The arresting officer was qualified as an expert witness following five years’ experience, during which he made several hundred arrests in cases of this character and from this experience testified that the premises occupied by the appellant had all the usual and customary arrangements and paraphernalia generally used by “bookies” for recording and accepting bets on horse races. He then explained how the run-down sheets suspended from the pipe over the counter are used for giving information to the bettors and that the duty of the man behind the counter was to take and record these bets. Duplicates of all these records were contained in a recording machine which was found on the premises but when put under arrest the appellant stated that he did not have a key to this machine. This is the only evidence in the entire record which appears in any degree favorable to the *168appellant. He did not take the stand as a witness and offered no evidence in his behalf, a fact which the jury could take into consideration. (People v. McCabe, 60 Cal.App.2d 492, 498 [141 P.2d 54].)

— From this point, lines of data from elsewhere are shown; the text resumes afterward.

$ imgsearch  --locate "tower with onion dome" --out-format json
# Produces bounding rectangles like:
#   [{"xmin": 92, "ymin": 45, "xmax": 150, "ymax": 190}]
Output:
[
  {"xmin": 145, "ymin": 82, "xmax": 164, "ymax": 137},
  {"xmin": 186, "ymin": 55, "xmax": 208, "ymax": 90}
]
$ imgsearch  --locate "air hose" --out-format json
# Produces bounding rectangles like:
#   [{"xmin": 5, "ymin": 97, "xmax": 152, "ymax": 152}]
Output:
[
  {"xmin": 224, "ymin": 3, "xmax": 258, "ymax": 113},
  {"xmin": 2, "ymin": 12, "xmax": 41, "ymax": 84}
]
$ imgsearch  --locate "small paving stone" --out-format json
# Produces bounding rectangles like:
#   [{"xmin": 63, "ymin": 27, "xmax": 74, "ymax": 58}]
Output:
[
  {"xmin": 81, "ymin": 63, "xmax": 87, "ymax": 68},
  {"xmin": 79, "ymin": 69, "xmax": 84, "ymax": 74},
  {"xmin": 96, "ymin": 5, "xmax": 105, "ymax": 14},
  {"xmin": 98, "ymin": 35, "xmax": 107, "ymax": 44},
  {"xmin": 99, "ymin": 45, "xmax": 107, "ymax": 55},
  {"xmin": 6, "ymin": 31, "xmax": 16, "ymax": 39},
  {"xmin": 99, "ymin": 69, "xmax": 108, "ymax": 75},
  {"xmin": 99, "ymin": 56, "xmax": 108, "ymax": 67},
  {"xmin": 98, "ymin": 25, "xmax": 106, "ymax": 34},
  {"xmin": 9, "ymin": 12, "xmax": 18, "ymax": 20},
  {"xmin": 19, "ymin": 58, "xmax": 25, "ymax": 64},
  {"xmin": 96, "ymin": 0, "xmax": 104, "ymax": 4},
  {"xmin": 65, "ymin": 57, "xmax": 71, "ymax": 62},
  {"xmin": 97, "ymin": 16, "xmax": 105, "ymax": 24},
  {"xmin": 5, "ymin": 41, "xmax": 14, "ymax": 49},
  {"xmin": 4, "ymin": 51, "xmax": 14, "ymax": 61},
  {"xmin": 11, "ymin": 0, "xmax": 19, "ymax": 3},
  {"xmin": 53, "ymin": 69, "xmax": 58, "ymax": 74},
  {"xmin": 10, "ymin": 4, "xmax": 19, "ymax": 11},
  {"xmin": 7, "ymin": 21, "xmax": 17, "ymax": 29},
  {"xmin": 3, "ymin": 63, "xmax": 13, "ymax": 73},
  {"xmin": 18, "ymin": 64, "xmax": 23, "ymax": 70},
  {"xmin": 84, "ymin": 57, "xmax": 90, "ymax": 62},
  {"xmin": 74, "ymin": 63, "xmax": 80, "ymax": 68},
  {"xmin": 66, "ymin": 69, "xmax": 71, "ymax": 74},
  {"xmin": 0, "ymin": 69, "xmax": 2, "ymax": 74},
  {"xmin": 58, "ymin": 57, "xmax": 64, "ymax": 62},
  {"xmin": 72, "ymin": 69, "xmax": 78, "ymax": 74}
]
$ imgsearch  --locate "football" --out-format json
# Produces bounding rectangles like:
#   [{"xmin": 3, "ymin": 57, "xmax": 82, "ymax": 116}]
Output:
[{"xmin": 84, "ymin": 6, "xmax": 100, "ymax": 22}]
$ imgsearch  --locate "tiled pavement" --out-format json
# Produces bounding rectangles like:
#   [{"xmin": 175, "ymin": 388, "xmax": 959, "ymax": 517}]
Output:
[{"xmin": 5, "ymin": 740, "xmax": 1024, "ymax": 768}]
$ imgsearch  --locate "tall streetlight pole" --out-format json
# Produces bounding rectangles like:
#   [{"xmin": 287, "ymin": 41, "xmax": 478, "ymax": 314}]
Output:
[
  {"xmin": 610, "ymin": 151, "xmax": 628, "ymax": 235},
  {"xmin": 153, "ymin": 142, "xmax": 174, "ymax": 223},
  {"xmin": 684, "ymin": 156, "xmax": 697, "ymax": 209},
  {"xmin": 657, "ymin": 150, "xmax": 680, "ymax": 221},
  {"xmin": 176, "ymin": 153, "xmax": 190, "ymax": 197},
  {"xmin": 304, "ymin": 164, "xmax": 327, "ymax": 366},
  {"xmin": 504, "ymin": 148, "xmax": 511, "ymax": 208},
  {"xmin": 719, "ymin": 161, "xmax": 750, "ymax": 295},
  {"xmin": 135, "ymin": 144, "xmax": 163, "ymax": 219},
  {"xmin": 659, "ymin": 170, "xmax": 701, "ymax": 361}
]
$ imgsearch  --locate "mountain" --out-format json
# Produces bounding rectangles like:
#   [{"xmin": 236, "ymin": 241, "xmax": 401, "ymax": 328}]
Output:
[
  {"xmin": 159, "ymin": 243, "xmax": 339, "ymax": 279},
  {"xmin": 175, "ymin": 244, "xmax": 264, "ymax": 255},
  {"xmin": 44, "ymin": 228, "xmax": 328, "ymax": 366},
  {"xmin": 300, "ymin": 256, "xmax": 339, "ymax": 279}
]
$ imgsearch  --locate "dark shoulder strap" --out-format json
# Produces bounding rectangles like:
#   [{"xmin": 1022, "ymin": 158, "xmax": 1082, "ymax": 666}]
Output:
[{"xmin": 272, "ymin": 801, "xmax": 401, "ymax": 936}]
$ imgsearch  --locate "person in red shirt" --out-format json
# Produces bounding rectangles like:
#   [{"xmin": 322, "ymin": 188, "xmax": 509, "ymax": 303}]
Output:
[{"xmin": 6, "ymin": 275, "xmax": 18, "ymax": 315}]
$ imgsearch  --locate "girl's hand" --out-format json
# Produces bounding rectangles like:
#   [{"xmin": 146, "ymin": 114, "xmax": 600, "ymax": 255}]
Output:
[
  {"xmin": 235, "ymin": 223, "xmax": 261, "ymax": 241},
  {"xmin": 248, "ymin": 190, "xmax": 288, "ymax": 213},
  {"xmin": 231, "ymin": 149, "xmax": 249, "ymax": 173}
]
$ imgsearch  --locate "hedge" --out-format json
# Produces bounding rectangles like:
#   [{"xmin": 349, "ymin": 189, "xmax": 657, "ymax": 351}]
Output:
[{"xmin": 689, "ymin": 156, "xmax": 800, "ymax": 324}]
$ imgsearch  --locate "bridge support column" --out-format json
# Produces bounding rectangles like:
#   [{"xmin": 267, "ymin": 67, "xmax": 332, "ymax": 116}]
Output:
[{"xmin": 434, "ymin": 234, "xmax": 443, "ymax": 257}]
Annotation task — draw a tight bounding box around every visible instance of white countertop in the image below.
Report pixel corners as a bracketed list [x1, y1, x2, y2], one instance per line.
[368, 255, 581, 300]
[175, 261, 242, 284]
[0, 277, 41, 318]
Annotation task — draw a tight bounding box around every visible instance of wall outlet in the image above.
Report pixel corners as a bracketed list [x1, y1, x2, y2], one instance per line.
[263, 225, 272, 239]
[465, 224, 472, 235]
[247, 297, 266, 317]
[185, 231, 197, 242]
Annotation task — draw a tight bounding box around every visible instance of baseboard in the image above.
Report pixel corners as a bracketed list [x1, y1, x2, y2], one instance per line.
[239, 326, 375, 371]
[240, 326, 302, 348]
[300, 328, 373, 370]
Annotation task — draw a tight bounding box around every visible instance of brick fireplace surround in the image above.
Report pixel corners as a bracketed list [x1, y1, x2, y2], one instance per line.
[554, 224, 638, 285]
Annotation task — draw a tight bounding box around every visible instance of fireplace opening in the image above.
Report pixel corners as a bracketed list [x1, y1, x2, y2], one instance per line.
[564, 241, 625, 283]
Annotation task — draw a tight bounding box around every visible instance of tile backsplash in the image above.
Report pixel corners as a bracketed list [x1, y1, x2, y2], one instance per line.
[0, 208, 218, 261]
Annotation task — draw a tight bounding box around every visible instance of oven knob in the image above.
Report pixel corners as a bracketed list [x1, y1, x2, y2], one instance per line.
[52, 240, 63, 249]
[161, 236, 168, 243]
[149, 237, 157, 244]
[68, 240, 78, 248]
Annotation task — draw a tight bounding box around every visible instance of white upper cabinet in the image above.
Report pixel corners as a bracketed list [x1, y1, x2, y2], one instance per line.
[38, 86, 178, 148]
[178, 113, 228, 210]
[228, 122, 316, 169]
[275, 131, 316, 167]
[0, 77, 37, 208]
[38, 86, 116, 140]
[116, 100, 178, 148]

The question of the sufficiency of the evidence is scarcely a debatable one. He was charged with occupying a room, with the paraphernalia used for the purpose of recording bets. He admitted that he was the only one employed on the premises. Twelve other men were in the large room presumably for the purpose of placing bets on the races or viewing the proceedings. That the room was prepared, furnished and maintained for the purpose of recording bets does not admit of argument. Since no other error is assigned we must affirm the judgment on the authority of People v. Hinkle, 64 Cal. App. 375 [221 P. 693] ; People v. Manning, 37 Cal.App.2d 41 [98 P.2d 748] ; People v. Steinfeld, 38 Cal.App.2d 280 [101 P.2d 89]; People v. Roche, 68 Cal.App.2d 665 [157 P.2d 440]; and People v. Partee, 70 Cal.App.2d 736 [161 P.2d 586].

The judgment is affirmed.

Goodell, J., and Dooling, J. pro tern., concurred.